Since we are born, our temperament is marked by genes. Thus children since they are babies can have a tendency to be nervous, restless, hypnotic, irritable, skittish, calm, etc.
These tendencies can be shaped by the education given to the child and the environment around him. This is how the child's character develops. Therefore, temperament and character are not the same, being the sum of both what will give rise to the child's personality.
Children who are characterized as calm usually never cry and are relaxed. In addition, they are not altered by the changes that occur around them, they are not bothered by noise or light. They are children who usually sleep a lot. They do not mind doing the same activity for a long period of time.
Some parents are concerned about the "passivity" they show when moving. As there is no movement (they do not crawl or walk a lot), motor development tends to be later than is usual in other children.
Many times we identify the child as nervous or calm without qualifying. When we value the character of the child we have to do it realistically and without being carried away by subjective evaluations, since there are signs that can make us see a child as relaxed when it really is not.
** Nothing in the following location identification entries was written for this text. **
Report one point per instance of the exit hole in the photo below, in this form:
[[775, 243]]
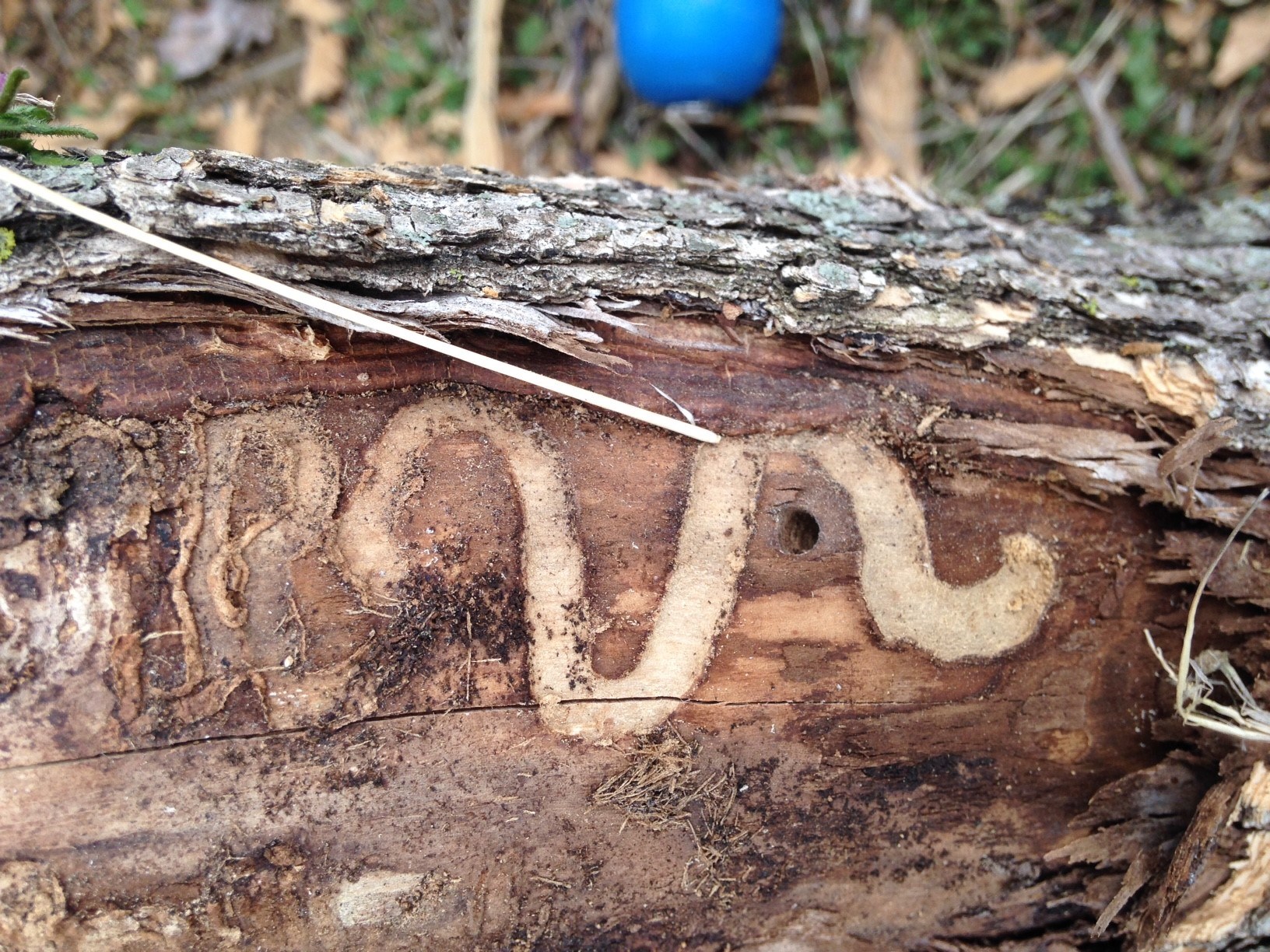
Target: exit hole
[[798, 530]]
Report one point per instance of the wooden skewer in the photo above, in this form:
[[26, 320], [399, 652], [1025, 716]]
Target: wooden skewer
[[351, 315]]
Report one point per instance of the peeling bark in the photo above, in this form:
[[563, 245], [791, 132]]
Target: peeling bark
[[313, 640]]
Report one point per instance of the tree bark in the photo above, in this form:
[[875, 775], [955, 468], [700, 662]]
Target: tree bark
[[314, 640]]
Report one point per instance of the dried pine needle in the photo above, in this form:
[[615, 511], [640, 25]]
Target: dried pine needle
[[1197, 679]]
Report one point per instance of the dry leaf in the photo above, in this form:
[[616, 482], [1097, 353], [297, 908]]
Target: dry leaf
[[1187, 22], [528, 104], [145, 72], [888, 96], [244, 128], [319, 13], [1249, 169], [126, 108], [615, 165], [196, 42], [1019, 80], [1247, 42], [325, 58], [394, 145]]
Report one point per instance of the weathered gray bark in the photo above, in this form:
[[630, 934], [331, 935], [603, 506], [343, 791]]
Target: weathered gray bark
[[307, 636], [875, 267]]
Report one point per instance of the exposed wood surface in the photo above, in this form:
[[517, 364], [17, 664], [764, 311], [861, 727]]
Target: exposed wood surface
[[309, 640]]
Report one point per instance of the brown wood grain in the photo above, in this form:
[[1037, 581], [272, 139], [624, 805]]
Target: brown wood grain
[[287, 761]]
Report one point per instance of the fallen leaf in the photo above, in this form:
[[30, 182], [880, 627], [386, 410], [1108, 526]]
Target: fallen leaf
[[321, 13], [196, 42], [1247, 42], [325, 58], [1249, 169], [244, 128], [1187, 22], [528, 104], [888, 96], [616, 165], [145, 72], [600, 100], [394, 145], [126, 108], [103, 23], [1019, 80]]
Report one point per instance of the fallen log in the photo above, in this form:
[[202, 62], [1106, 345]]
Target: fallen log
[[314, 640]]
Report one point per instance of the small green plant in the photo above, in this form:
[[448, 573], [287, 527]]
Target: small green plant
[[22, 117]]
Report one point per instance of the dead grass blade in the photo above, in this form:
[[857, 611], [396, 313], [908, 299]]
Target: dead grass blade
[[1198, 679]]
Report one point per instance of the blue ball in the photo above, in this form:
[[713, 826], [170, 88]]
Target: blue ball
[[681, 51]]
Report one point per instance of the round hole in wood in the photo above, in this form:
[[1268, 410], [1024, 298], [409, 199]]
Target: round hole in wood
[[797, 530]]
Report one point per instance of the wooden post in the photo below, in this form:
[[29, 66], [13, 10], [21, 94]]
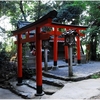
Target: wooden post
[[78, 50], [38, 63], [66, 54], [55, 49], [19, 53]]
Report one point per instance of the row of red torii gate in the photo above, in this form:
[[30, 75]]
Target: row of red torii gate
[[38, 37]]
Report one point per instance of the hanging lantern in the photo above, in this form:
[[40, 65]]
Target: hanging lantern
[[70, 37]]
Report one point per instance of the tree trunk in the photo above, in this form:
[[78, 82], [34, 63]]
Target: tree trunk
[[22, 11]]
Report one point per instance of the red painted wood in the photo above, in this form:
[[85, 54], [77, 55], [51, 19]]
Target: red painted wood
[[38, 58], [78, 48], [66, 52], [19, 53], [55, 46]]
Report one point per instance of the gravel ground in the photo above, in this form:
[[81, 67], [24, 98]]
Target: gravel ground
[[79, 70]]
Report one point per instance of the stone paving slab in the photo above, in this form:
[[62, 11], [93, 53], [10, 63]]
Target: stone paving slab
[[81, 70], [79, 90], [6, 94]]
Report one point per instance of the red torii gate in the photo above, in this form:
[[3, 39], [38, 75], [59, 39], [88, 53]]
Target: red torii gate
[[44, 21]]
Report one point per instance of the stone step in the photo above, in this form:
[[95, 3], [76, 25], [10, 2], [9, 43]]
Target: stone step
[[51, 81]]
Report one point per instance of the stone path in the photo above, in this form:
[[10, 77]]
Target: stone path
[[55, 84]]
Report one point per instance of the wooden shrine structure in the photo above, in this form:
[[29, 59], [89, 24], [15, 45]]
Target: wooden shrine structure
[[38, 37]]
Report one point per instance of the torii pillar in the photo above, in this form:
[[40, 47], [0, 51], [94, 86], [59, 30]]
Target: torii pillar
[[19, 53], [38, 62], [55, 47], [78, 49]]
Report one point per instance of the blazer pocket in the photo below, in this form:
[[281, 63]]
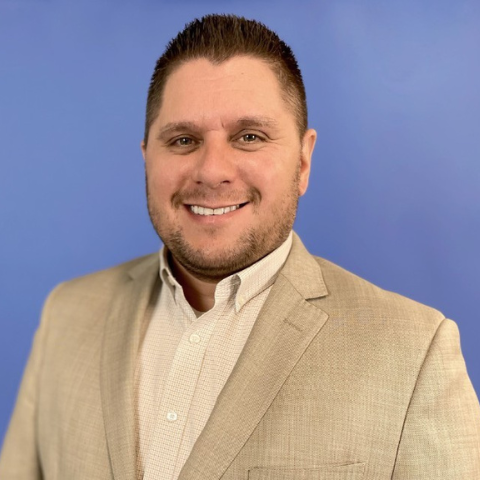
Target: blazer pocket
[[351, 471]]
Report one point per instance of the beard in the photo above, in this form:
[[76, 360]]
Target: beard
[[213, 263]]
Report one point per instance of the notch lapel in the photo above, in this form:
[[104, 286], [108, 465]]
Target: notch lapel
[[122, 335], [283, 330]]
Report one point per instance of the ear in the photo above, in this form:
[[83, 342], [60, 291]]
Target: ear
[[308, 144]]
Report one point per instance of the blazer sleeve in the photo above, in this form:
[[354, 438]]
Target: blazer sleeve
[[441, 434], [19, 459]]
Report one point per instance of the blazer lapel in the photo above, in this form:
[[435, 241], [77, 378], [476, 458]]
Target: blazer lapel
[[123, 331], [284, 329]]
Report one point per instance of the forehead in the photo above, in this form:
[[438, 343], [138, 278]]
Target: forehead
[[240, 86]]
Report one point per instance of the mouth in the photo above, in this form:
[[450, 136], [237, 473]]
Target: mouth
[[206, 211]]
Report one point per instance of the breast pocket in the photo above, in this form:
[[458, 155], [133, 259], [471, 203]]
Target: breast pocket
[[351, 471]]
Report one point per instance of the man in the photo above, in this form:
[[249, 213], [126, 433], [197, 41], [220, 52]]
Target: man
[[238, 355]]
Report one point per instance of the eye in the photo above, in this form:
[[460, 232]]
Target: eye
[[250, 138], [183, 142]]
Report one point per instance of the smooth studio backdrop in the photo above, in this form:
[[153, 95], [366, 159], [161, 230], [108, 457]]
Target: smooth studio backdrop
[[393, 91]]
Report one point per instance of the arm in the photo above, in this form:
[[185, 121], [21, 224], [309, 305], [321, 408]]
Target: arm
[[441, 434]]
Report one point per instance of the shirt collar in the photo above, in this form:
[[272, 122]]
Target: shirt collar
[[243, 285]]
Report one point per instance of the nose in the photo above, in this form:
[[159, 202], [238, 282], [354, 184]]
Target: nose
[[216, 164]]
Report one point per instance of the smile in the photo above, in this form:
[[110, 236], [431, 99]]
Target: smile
[[197, 210]]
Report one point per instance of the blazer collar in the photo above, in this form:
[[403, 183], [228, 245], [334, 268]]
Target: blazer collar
[[283, 330], [124, 327]]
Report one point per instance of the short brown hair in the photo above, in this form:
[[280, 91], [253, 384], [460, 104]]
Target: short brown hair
[[219, 38]]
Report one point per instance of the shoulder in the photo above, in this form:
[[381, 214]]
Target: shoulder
[[367, 304], [98, 287]]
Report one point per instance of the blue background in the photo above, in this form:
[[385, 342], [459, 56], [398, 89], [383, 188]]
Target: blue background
[[393, 91]]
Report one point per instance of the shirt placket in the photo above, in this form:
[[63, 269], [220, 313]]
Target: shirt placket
[[177, 399]]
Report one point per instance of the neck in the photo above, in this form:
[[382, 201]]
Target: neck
[[200, 293]]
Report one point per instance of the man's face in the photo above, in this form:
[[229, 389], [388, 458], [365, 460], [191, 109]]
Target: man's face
[[225, 165]]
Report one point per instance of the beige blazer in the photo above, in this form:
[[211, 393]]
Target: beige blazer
[[339, 380]]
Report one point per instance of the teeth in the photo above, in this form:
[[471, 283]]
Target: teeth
[[210, 211]]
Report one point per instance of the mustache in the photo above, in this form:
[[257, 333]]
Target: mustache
[[199, 194]]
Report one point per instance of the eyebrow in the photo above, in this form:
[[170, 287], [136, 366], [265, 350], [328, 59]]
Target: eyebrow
[[243, 122]]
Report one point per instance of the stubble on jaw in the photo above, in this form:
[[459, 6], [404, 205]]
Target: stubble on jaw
[[246, 249]]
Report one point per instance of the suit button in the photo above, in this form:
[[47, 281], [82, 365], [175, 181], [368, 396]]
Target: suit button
[[194, 338]]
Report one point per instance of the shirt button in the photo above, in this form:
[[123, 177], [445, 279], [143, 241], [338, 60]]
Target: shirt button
[[172, 416], [194, 338]]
Confusing these signals depends on the character of the adult next to the child. That is, if the parent is quite calm or overprotective, they are more likely to define the child's behavior as nervous or restless if the child does not stop moving and exploring, without thinking that the child may be going through a phase in which movement is key to developing your motor and cognitive abilities. For example, when the child is around 12 months.
On the other hand, that the child always obeys what his parents tell him without complaints or tantrums does not define him as calm. Many children obey out of fear of being rejected by their parents. This apparent calm and maturity hides his insecurity.
If you have a calm and relaxed child, we can follow some guidelines and tips:
- Learn to educate him without falling into overprotection since you will need to learn skills to be able to defend yourself in the future.
- It is also important to understand that even if the child seems docile and flexible, we should not ignore their limits since they need to be educated both with discipline and with love.
- It is important not to pay attention to him only when he cries. By doing so, he is unconsciously encouraged to complain.
- Even if the child does not ask for it it is key that parents talk and play a lot with the child. If it is not done, it will lack the necessary stimuli for its development.
- Parents must encourage your children to express their needs and opinions. They are taught that their opinion counts and to defend themselves.
- Adults should not pressure them with phrases such as, "how well he always behaves." The child will feel the obligation to always meet expectations.